The response data (i.e., the horizontal or valence and vertical or arousal coordinates of the check marks on the EmojiGrid) were quantified as integers between 0 and 550 (the size of the square EmojiGrid in pixels), and then scaled between 1 and 9 for comparison with the results of Yang obtained with a 9-point SAM scale (Experiment I), or between 0 and 8 for comparison with the results of Aguado , also obtained with a 9-point SAM scale (Experiment II). All statistical analyses were performed with IBM SPSS Statistics 26 ( www.ibm.com) for Windows. The computation of the intraclass correlation coefficient (ICC) estimates with their associated 95% confidence intervals was based on a mean-rating (k = 3), consistency, 2-way mixed-effects model ( Koo & Li, 2016; Shrout & Fleiss, 1979). ICC values less than 0.5 indicate poor reliability, values between 0.5 and 0.75 suggest moderate reliability, values between 0.75 and 0.9 represent good reliability, while values greater than 0.9 indicate excellent reliability ( Koo & Li, 2016; Landis & Koch, 1977). For all other analyses a probability level of p < 0.05 was considered to be statistically significant. MATLAB 2020a was used to further investigate the data. The mean valence and arousal responses were computed across all participants and for each of the stimuli. MATLAB’s Curve Fitting Toolbox (version 3.5.7) was used to compute least-squares fits to the data points. Adjusted R-squared values were calculated to quantify the agreement between the data and the curve fits.

Results

Experiment I

Figure 2 shows the correlation plots between the mean valence and arousal ratings for the 77 affective IADS-E sounds used in the current study, obtained with the EmojiGrid (this study) and with a 9-point SAM scale ( Yang . This figure illustrates the overall agreement between the affective ratings obtained with both self-assessment tools for affective sound stimuli.

Figure 2.

Relation between mean valence (left) and arousal (right) ratings obtained with the SAM and EmojiGrid for selected sounds from the IADS-E database.

Labels correspond to the original identifiers of the stimuli ( Yang ). The line segments represent linear fits to the data points.

Relation between mean valence (left) and arousal (right) ratings obtained with the SAM and EmojiGrid for selected sounds from the IADS-E database.
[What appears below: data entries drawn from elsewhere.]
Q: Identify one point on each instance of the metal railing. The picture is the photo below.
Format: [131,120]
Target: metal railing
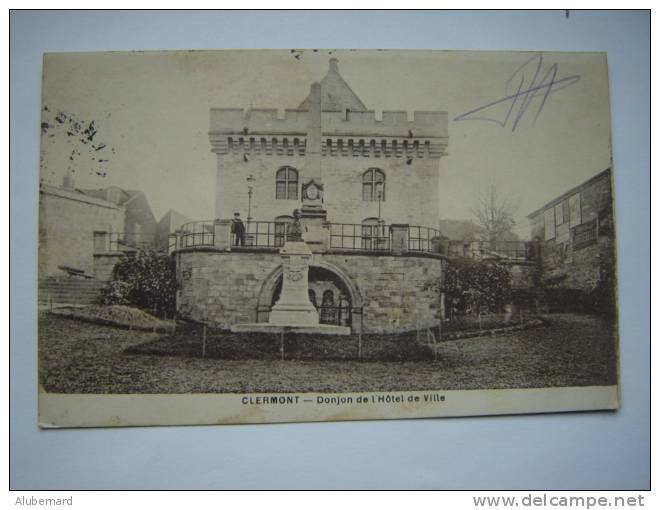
[121,241]
[497,250]
[350,236]
[424,239]
[585,234]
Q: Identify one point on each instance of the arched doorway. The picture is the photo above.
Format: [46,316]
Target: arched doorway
[331,292]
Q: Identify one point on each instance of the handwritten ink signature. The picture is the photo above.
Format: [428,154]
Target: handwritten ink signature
[520,91]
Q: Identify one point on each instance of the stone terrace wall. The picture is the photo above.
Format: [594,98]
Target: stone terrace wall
[222,288]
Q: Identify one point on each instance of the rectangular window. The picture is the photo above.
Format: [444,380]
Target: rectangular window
[549,217]
[575,210]
[559,214]
[293,190]
[280,190]
[366,192]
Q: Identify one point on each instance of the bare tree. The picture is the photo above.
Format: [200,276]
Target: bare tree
[494,213]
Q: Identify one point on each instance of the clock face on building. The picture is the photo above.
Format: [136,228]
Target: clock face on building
[312,192]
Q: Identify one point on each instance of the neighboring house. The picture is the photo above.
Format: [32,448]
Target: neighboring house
[576,236]
[139,228]
[375,165]
[75,224]
[168,225]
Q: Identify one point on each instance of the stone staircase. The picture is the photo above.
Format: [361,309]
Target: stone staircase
[65,289]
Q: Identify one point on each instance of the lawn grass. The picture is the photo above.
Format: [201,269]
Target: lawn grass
[78,357]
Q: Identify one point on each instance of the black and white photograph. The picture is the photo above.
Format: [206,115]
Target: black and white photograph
[252,236]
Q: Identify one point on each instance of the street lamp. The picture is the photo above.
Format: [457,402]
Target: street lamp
[250,180]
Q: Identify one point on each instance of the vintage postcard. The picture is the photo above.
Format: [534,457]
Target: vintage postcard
[310,235]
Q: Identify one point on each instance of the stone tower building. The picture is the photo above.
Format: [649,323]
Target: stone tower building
[366,185]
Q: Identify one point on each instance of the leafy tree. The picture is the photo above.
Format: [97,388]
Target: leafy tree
[146,280]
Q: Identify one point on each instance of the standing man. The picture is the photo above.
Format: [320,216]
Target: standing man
[238,229]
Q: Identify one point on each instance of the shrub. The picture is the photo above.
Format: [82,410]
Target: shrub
[146,280]
[475,286]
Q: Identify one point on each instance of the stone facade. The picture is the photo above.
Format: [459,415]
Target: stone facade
[362,166]
[387,293]
[406,148]
[79,229]
[67,222]
[576,233]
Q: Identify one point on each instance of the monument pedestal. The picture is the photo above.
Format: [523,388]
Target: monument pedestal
[293,312]
[294,308]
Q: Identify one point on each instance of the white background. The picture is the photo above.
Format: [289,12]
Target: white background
[577,450]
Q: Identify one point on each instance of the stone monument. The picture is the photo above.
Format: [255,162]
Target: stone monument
[294,308]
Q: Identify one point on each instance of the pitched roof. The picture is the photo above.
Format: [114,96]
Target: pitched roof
[336,94]
[124,194]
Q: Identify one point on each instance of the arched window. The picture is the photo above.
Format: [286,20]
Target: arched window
[281,223]
[286,184]
[312,297]
[328,310]
[373,185]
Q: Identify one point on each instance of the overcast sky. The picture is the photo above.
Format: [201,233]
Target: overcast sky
[153,110]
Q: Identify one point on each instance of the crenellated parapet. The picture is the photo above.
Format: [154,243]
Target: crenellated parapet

Labels correspond to the original identifiers of the stimuli ( Yang ). The line segments represent linear fits to the data points. The linear (two-tailed) Pearson correlation coefficients between the valence and arousal ratings obtained with the EmojiGrid (present study) and with the SAM ( Yang ) were, respectively, 0.881 and 0.760 (p<0.001). To further quantify the agreement between both rating tools we computed intraclass correlation coefficients (ICC) with their 95% confidence intervals for the mean valence and arousal ratings between both studies. The ICC value for valence is 0.936 [0.899–0.959] while the ICC for arousal is 0.793 [0.674–0.868], indicating both studies show an excellent agreement for valence and a good agreement for arousal (even though the current study was performed via the internet and therefore did not provide the amount of control over many experimental factors as one would have in a lab experiment). Figure 3 shows the relation between the mean valence and arousal ratings for the 77 IADS-E sounds used as stimuli in the current study, measured both with the EmojiGrid (this study) and with a 9-point SAM scale ( Yang . The curves in this figure represent least-squares quadratic fits to the data points. The adjusted R-squared values are 0.62 for results obtained with the EmojiGrid and 0.22 for the SAM results. Hence, both methods yield a relation between mean valence and arousal ratings that can indeed be described by a quadratic (U-shaped) relation at the nomothetic (group) level.

Figure 3.

Relation between mean valence and arousal ratings for selected sounds from the IADS-E database.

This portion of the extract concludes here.